TITLE: Making abundance matrices
DATE: 2020-10-31
AUTHOR: John L. Godlee
====================================================================


There are lots of R packages to generate species by site abundance
matrices from a long-format dataframe of records. For example,
labdsv::matrify() takes a matrix like this:

  Site      Species       Abundance
 ------ ---------------- -----------
   A     Quercus robur       10
   B     Quercus robur        2
   B     Betula pendula      30
  ...         ...            ...

This method relies on already having the data summarised, but what
if each row was a record, as would be the case if you had raw tree
diameter measurements, rather than merely a count of abundance:

  Site      Species       DBH
 ------ ---------------- ------
   A     Quercus robur    15.6
   A     Quercus robur    5.4
   A     Betula pendula   11.0
  ...         ...         ...

It wouldn't be hard to turn this into a summary table with some
dplyr:

   count(dat, Site, Species)

Additionally, what if individuals vary according sampling effort,
for example if species less than 10 cm DBH were only measured in a
20x10 m box within a large 20x50 m plot:

  Site      Species       DBH    FPC
 ------ ---------------- ------ -----
   A     Quercus robur    15.6    1
   A     Quercus robur    5.4    0.2
   A     Betula pendula   11.0    1
  ...         ...         ...    ...

Or if the measure of abundance isn't individual presence, but the
canopy cover of the individual:

  Site      Species       DBH    Cover
 ------ ---------------- ------ -------
   A     Quercus robur    15.6   2.53
   A     Quercus robur    5.4    1.01
   A     Betula pendula   11.0   2.40
  ...         ...         ...     ...

Then it becomes much harder to create one of these matrices.
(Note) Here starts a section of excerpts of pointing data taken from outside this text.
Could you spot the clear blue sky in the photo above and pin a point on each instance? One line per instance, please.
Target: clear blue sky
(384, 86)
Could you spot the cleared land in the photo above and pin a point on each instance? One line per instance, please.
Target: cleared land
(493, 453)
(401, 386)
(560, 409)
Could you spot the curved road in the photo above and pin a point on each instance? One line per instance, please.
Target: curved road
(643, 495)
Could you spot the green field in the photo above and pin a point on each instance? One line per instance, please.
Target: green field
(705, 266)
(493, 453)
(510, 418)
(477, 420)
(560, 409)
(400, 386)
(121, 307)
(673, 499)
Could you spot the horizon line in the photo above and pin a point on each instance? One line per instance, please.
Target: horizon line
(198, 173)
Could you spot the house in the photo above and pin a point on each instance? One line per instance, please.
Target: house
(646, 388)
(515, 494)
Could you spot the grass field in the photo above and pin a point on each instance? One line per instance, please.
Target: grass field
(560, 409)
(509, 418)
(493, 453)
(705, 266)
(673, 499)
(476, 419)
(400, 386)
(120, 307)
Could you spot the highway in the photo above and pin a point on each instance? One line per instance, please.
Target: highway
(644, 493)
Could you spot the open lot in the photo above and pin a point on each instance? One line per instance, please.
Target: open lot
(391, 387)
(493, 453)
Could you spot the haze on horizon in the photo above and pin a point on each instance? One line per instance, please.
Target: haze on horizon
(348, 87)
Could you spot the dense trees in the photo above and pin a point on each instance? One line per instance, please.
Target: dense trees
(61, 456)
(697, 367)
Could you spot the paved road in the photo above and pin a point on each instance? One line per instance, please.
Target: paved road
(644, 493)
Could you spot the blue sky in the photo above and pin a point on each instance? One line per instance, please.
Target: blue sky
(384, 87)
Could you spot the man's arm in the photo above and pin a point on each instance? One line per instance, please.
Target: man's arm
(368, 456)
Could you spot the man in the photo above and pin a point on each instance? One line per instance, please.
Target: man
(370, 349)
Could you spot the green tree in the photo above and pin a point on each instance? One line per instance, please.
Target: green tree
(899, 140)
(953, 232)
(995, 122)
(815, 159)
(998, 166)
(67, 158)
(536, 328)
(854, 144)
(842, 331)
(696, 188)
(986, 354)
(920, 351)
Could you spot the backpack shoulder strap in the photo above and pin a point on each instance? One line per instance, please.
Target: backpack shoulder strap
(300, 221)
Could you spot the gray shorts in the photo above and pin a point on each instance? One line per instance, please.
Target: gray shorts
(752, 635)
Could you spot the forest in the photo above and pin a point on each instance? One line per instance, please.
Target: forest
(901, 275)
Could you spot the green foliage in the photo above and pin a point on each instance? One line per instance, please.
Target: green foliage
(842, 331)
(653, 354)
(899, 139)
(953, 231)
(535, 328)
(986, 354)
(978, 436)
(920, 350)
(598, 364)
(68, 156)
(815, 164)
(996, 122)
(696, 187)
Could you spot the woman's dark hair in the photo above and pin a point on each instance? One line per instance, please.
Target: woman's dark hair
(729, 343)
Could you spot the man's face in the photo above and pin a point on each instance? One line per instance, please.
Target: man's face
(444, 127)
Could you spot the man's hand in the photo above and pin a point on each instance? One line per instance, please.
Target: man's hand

Wouldn't it be nice to have a base R function to create species by
site abundance matrices, which can deal with sampling effort,
alternative methods of abundance, and unsummarised data.

   #' Generate a species by site abundance matrix
   #'
   #' @param x dataframe of individual records
   #' @param site_id column name string of site IDs
   #' @param species_id column name string of species names
   #' @param fpc optional column name string of sampling weights
of each record,
   #'     between 0 and 1
   #' @param abundance optional column name string with an
alternative abundance
   #'     measure such as biomass, canopy cover, body length
   #'
   #' @return dataframe of species abundances (columns) per site
(rows)
   #'
   #' @examples
   #' x <- data.frame(site_id = rep(c("A", "B", "C"), each = 3),
   #'   species_id = sample(c("a", "b", "c", "d"), 9, replace =
TRUE),
   #'   fpc = rep(c(0.5, 0.6, 1), each = 3),
   #'   abundance = seq(1:9))
   #' abMat(x, "site_id", "species_id")
   #' abMat(x, "site_id", "species_id", "fpc")
   #' abMat(x, "site_id", "species_id", "fpc", "abundance")
   #'
   #' @export
   #'
   abMat <- function(x, site_id, species_id, fpc = NULL, abundance
= NULL) {
     # If no fpc or abundance, make 1
     if (is.null(fpc)) {
       x$fpc <- 1
     } else {
       x$fpc <- x[[fpc]]
     }
     if (is.null(abundance)) {
       x$abundance <- 1
     } else {
       x$abundance <- x[[abundance]]
     }

     # Get all species and sites
     species <- unique(x[[species_id]])
     sites <- unique(x[[site_id]])

     # Create empty species by site matrix
     comm <- matrix(0, nrow = length(sites), ncol =
length(species))

     # Fill matrix
     for (i in seq(length(sites))) {
       for(j in seq(length(species))) {
         abu <- x[x[[site_id]] == sites[i] & x[[species_id]] ==
species[j],
           c(site_id, species_id, "fpc", "abundance")]
         comm[i,j] <- sum(1 * abu$abundance / abu$fpc, na.rm =
TRUE)
       }
     }

     # Make tidy with names
     comm <- data.frame(comm)
     names(comm) <- species
     row.names(comm) <- sites

     return(comm)
   }